By bucking the trend, Dziczek said, FCA’s investment in U.S. manufacturing will please the government, even though it isn’t closing any factories outside the U.S. Indeed, as a result of the investment, FCA said, production of the new Ram Heavy Duty will remain in Saltillo, Mexico, instead of moving to the Warren Truck plant in Michigan.

President Donald Trump was quick to praise FCA’s plan, thanking the company on Twitter and saying the U.S. is “where the action is.” Overall, the plan is expected to add around 6,500 jobs in southeast Michigan, with nearly 5,000 of them in Detroit and the rest at suburban assembly and part plants.

The Mack site would be “the first new assembly plant in Detroit in almost three decades,” said Mark Stewart, FCA’s recently hired COO for North America, during the announcement last week. “We anticipate starting construction in the second quarter. Our goal is to get the first three-row new Jeeps off the line before the end of 2020.”

The 4,950 jobs created at the Detroit plants would come with an expected average wage of approximately $58,000 a year, according to the city’s memorandum of understanding with FCA.

Power of persuasion

Detroit Mayor Mike Duggan said the city will have to use the power of “persuasion” with voluntary buyouts to gather the land.

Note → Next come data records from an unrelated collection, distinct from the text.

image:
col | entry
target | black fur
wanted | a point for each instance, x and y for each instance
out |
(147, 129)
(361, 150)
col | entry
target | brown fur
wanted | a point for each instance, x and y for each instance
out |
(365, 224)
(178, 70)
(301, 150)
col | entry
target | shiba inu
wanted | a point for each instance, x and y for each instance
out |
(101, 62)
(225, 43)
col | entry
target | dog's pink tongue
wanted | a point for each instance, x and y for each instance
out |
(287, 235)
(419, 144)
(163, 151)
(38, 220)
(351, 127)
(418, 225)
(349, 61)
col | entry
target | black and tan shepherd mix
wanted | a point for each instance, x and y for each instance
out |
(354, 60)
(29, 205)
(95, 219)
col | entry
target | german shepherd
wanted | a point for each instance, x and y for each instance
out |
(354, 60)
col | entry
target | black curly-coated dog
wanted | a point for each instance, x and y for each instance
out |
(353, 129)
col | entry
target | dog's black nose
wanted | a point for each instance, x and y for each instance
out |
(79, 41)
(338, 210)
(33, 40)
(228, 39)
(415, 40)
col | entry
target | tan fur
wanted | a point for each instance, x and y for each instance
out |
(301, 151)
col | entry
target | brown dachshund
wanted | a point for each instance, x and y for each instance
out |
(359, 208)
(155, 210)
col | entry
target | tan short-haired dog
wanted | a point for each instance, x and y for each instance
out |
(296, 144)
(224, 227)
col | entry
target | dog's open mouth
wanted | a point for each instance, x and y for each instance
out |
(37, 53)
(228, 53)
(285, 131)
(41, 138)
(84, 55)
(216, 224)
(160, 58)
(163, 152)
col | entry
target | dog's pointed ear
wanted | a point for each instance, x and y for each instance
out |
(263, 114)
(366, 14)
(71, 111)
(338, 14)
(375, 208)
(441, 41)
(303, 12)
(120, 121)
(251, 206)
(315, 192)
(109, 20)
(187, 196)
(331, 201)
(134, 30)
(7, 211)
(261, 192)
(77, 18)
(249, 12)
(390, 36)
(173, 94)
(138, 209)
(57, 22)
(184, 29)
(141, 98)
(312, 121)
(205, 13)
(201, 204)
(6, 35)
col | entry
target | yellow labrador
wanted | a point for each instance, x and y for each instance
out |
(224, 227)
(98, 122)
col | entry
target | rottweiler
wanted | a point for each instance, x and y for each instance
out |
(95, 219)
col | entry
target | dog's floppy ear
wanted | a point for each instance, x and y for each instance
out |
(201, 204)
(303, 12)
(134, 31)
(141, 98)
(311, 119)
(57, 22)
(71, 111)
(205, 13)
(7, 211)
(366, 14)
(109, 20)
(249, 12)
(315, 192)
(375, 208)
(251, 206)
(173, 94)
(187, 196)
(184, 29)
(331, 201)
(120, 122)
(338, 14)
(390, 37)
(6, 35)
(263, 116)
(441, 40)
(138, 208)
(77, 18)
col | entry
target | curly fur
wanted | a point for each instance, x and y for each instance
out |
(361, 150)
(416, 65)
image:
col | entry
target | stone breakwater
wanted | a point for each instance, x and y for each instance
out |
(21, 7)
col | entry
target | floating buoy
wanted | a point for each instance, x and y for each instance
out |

Sandy Baruah, CEO of the Detroit Regional Chamber, pointed to projects by suppliers Flex-N-Gate and Sakhti Automotive in recent years as examples of Duggan engaging the auto world to bring jobs to the city.

Duggan “does not use hope as a strategy,” Baruah told Automotive News. “He’s been working this deal for quite some time. This is not something that FCA dropped in his lap the other day.”

Duggan and administration officials have had early discussions with all of the property owners about selling, but no transactions have taken place, Crain’s Detroit Business, a sibling publication of Automotive News, reported.

“I think most people realize this is a once-in-a-generational chance to change the economic fortunes of thousands of Detroiters,” Duggan said during last week’s announcement. “If somebody refuses to sell, we have no legal means to make them. That’s why this is such an enormous leap of faith on the part of FCA to trust us that we’re going to get this done.”